Ik gooi mijn spullen thuis in de gang en loop meteen naar het huis van Lief, een paar straten verderop. Mijn hond is blij me te zien, kwispelt en gaat hijgend naast me zitten. ‘Goh, dat was echt heel fijn, om zo weg te kunnen gaan en zoon en hond aan jou over te laten. Ik realiseerde me dat ik dit al járen niet heb kunnen doen. Het voelde gisteravond gewoon even als uitrusten. Geen rekening houden met huiswerk of uitlaten. Ik denk dat ik het, de volgende keer als ik naar mijn moeder ga, wéér zo doe.’’

Goh, dat was echt heel fijn, om zo weg te kunnen gaan en zoon en hond aan jou over te laten.

Ik zie hoe het gezicht van Lief betrekt. ‘Hier is anders niemand die vrolijk wordt van jouw hond hoor. Ik krijg ook klachten van de kinderen. Dat ze stinkt. Ze stinkt naar natte hond. Ze stinkt uit haar bek.’

Ik baal. Het is waar. Maar wat doe ik er tegen? Ik kijk naar de grauwe vacht en ik weet dat ze best wel weer eens in bad kan. Ik zucht. So little time.

Jouw zoon loopt al helemaal te zuchten en te zeuren als hij aan de beurt is om haar uit te laten. Er is ook gewoon niks meer aan. Het beest is niet vooruit te branden. Ze ligt daar maar te stinken. En dan heb ik het niet eens over die scheten die ze laat.’

‘Oké,’ zeg ik beledigd en gekwetst, ‘dan zoek ik wel een andere oplossing de volgende keer.’

‘Daar gáát het niet om. We doen het niet met plezier, maar we doen het voor jou. En ik wil je alleen maar laten inzien dat er een simpele oplossing is. Jij loopt zelf de laatste maanden ook alleen maar te klagen dat je het zwaar vindt om die hond vier keer per dag uit te laten. Je hebt er alleen maar last van. Je kunt niet zomaar een dagje weg of naar de sauna, je moet altijd iets regelen voor dat beest.’

Ik slik. Dit is het cruciale punt in ons gesprek waarop alles wat hij nog toevoegt, alleen maar pijn doet. En hij gaat nog even door.
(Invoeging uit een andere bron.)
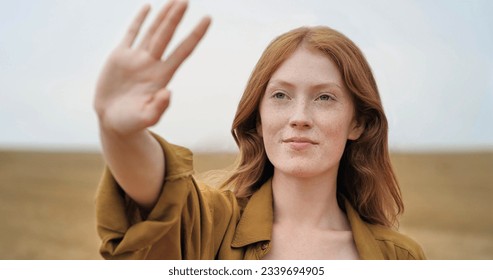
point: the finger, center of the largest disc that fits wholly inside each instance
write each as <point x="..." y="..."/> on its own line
<point x="166" y="30"/>
<point x="159" y="18"/>
<point x="187" y="46"/>
<point x="134" y="28"/>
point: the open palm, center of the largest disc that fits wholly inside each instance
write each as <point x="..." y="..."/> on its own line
<point x="131" y="93"/>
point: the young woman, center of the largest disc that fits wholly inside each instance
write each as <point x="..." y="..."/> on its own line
<point x="313" y="180"/>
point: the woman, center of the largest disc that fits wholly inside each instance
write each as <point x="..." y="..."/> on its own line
<point x="314" y="179"/>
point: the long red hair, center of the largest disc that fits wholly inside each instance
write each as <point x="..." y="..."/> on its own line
<point x="365" y="175"/>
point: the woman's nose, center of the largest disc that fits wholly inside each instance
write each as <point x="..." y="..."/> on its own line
<point x="300" y="116"/>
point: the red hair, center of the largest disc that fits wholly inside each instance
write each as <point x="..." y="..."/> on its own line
<point x="365" y="175"/>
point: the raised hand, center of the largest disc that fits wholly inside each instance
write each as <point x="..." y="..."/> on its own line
<point x="131" y="92"/>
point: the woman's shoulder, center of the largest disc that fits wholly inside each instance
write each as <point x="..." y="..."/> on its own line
<point x="396" y="244"/>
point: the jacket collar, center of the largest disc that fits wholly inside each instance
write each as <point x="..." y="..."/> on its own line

Iedereen heeft er last van. Ze schijt buiten langs het fietspad, ze bedelt als je iets in de keuken klaarmaakt…’

Lief kijkt me nog steeds onbewogen aan. Het is waar. Ze is vijftien en heeft haar beste tijd gehad. Maar ik ga haar toch geen spuitje geven? Dat kan ik niet, dat wil ik niet, dat doe ik niet. Ik hou ook van haar.

‘Jij hebt zo’n idee van ‘tot de dood ons scheidt’. Het enige dat ik wil, is jou laten inzien dat dit niet nodig is. En dat is een keuze.’

Ik heb een brok in mijn keel. Ik voel me onbegrepen. Ik vind Lief gevoelloos en lomp. En het ergste is, dat hij mijn boodschap heeft gemist. Ik wilde hem bedanken, omdat hij voor mijn kind en mijn hond heeft gezorgd. Dat ik even wat verantwoordelijkheid kon afstaan en dat ik heb genoten van die vrijheid.

Die avond doe ik mijn hond in bad. Eén dag stinkt ze extra erg naar natte hond. De dag erna ruikt ze fris, is haar vacht zacht als die van een puppy en steek ik mijn neus in haar nek om te knuffelen. Op dag drie stinkt ze alweer. Maar ze kwispelt wel, gaat graag mee naar buiten en eet goed.